Minhas crenças são muito simples; colhemos aquilo que plantamos. Isto é fácil de compreender e difícil de realizar.
Acredito que somos como sementes e raízes, e que tudo na vida depende de como cuidamos das etapas que se entrelaçam e devem ser cuidadas todo dia. Da mesma forma que cultivamos nossa saúde através de ações diárias, com exercícios, uma dieta saudável e uma combinação de trabalho, descanso e lazer, evitando as “tranqueiras” e excessos; devemos também cuidar da saúde de nossa alma, buscar práticas e filosofias para viver em paz. Precisamos ir além das aparências, além dos discursos e postagens no Facebook.
Ações éticas, espirituais e/ou ecológicas devem ser como sementes que cultivamos em nossa alma, com tempo e cuidado veremos nascer os brotinhos, os primeiros sinais de crescimento. Na natureza o processo é lento, não vemos as raízes enquanto estão se desenvolvendo, no escuro e fora de nossa vista elas crescem, fornecendo uma base segura para os dias mais difíceis e aprofundando nossa busca a cada momento.
Quando decidi trabalhar com filosofia, meditação e educação, não pude deixar de notar a proximidade destas coisas. Percebo que a vida acontece como um grande banquete, podemos escolher qual comida nos interessa mais, onde nosso paladar sente mais prazer. A riqueza e variedade de temperos, todas as combinações possíveis e principalmente a energia que o alimento proporciona ao nosso corpo. O processo de digestão é como uma purificação em nosso templo; como um fogo sagrado que consome nossas oferendas e descarta aquilo que não é mais necessário. Nossa mente é o que nos guia até os prazeres, podendo nos escravizar ou libertar, quando ingerimos sempre as mesmas comidas ou pensamos sempre nas mesmas coisas, colocamos em segundo plano aquilo que deveria ser nossa prioridade. Ficamos neuróticos e/ou raquíticos espirituais. Acontecem assim os distúrbios emocionais (depressão, síndrome do pânico, compulsão e transtornos em geral), sentimos que estamos fora do padrão, então nos jogamos em busca de modelos ideais (e irreais) que vemos desfilar na televisão e nas propagandas de produtos em geral.
Somos escravizados e nem percebemos. Ficamos chocados quando algum ator ou modelo é internado com problemas de saúde, seja por causa de depressão, pelo uso de drogas ou bulimia. Parece incrível que estas pessoas (que conseguiram aquilo que acreditamos trazer felicidade, como: fama, dinheiro, magreza, etc) possam ter problemas tão graves e sejam tão infelizes.

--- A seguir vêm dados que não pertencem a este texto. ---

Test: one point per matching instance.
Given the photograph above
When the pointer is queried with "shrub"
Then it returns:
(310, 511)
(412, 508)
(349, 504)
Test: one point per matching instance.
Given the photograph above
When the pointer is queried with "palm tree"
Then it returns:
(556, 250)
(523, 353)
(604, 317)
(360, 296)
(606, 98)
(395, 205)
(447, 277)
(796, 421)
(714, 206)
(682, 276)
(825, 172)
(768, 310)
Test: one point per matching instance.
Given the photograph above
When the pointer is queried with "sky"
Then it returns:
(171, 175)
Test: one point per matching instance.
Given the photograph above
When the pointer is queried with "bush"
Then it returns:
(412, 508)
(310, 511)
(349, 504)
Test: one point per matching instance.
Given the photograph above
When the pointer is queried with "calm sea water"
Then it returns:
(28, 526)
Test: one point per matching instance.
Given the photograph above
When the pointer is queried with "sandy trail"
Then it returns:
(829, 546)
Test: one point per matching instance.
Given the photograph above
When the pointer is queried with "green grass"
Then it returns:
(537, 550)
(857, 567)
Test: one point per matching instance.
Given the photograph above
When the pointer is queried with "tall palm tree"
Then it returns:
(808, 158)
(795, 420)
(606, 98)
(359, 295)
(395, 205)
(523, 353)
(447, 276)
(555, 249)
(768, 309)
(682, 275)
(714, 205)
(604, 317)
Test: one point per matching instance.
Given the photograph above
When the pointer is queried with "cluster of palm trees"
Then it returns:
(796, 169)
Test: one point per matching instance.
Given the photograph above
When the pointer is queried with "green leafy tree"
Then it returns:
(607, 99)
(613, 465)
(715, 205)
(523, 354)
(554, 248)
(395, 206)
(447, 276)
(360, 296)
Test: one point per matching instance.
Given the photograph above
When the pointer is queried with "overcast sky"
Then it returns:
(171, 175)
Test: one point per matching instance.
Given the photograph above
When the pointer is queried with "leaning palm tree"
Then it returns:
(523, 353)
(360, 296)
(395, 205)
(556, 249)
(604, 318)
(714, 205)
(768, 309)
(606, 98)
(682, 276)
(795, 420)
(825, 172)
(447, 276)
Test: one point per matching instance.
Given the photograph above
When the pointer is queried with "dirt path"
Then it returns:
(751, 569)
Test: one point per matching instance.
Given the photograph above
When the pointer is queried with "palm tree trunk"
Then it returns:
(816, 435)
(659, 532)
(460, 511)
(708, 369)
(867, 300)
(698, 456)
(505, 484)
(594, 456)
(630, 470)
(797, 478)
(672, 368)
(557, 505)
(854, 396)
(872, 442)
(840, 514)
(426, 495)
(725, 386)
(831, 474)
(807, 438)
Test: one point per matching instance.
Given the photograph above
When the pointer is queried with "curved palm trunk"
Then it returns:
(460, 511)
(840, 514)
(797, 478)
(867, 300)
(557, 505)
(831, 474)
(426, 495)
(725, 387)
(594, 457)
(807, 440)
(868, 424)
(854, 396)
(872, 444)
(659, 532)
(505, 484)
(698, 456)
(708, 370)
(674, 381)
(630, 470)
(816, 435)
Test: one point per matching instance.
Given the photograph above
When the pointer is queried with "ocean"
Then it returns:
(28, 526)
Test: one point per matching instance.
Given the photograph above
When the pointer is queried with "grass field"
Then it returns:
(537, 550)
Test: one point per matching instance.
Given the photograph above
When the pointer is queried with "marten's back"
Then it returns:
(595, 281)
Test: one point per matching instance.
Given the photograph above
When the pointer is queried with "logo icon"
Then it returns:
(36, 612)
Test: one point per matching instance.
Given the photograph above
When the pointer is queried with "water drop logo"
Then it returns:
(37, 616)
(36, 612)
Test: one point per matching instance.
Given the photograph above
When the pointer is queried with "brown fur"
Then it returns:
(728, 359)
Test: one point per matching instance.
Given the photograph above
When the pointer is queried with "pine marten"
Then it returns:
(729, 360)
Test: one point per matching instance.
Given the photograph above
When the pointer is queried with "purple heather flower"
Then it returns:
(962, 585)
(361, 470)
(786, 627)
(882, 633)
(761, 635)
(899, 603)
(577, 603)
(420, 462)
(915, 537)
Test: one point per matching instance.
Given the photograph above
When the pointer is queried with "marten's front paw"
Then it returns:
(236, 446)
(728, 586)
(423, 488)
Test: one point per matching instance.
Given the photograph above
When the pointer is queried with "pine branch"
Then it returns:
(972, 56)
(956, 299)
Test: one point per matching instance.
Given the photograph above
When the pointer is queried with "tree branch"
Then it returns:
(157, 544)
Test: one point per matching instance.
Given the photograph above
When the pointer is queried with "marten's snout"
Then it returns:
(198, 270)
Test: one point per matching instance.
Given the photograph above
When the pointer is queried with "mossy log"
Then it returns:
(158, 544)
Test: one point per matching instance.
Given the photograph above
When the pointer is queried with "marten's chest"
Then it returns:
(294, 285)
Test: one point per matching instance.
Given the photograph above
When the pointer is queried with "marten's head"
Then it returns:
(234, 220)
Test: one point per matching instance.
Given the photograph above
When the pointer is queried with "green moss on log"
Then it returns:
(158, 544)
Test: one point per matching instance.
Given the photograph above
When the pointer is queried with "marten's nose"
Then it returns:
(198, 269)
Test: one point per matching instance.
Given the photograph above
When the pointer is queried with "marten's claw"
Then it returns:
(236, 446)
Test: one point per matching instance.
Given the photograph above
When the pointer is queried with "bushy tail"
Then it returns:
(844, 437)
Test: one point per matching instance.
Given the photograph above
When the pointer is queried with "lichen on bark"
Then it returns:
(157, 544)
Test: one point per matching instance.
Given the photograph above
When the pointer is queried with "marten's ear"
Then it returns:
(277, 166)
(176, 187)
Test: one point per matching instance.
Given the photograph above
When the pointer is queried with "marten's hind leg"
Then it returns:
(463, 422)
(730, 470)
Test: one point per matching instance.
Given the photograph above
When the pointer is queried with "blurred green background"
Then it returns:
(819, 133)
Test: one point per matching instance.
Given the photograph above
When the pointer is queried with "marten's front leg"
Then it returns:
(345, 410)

Onde está a solução para nossa insatisfação e como buscá-la?

Se nos voltarmos para nossas origens, nossas raízes mais profundas, nossa essência primordial de onde toda criação manifestou-se, iremos encontrar a Unidade. Não há arvore, por mais frondosa que seja, que não tenha brotado de uma única semente, apenas uma é o bastante. Assim são nossas ações, sementes que carregam a energia e informação de todos os nossos ancestrais, físicos e espirituais.
Ao plantarmos nossas sementes (e ações) devemos cultivá-las e com muita paciência e perseverança. Aguardar seu desenvolvimento silencioso e contínuo para que um dia possamos desfrutar de sua sombra, flores e frutos.
Não tenha medo de mudar, de buscar pessoas e locais que tragam um significado mais profundo em sua vida. É necessário encontrar um propósito que forneça a energia e alegria para vivermos todos os dias como uma graça, um presente que recebemos ao despertarmos a cada manhã.
Faça parte deste banquete, não é preciso ser convidado e nem pertencer a algum grupo especial, basta ser Humano, esta é a única credencial necessária para desfrutar do privilégio da consciência divina. Seja um jardineiro neste paraíso você também!

 

Regina Proença é filósofa, mestra em Comunicação e Cultura. Atualmente coordena os projetos do coletivo cultural Fora da Caixa.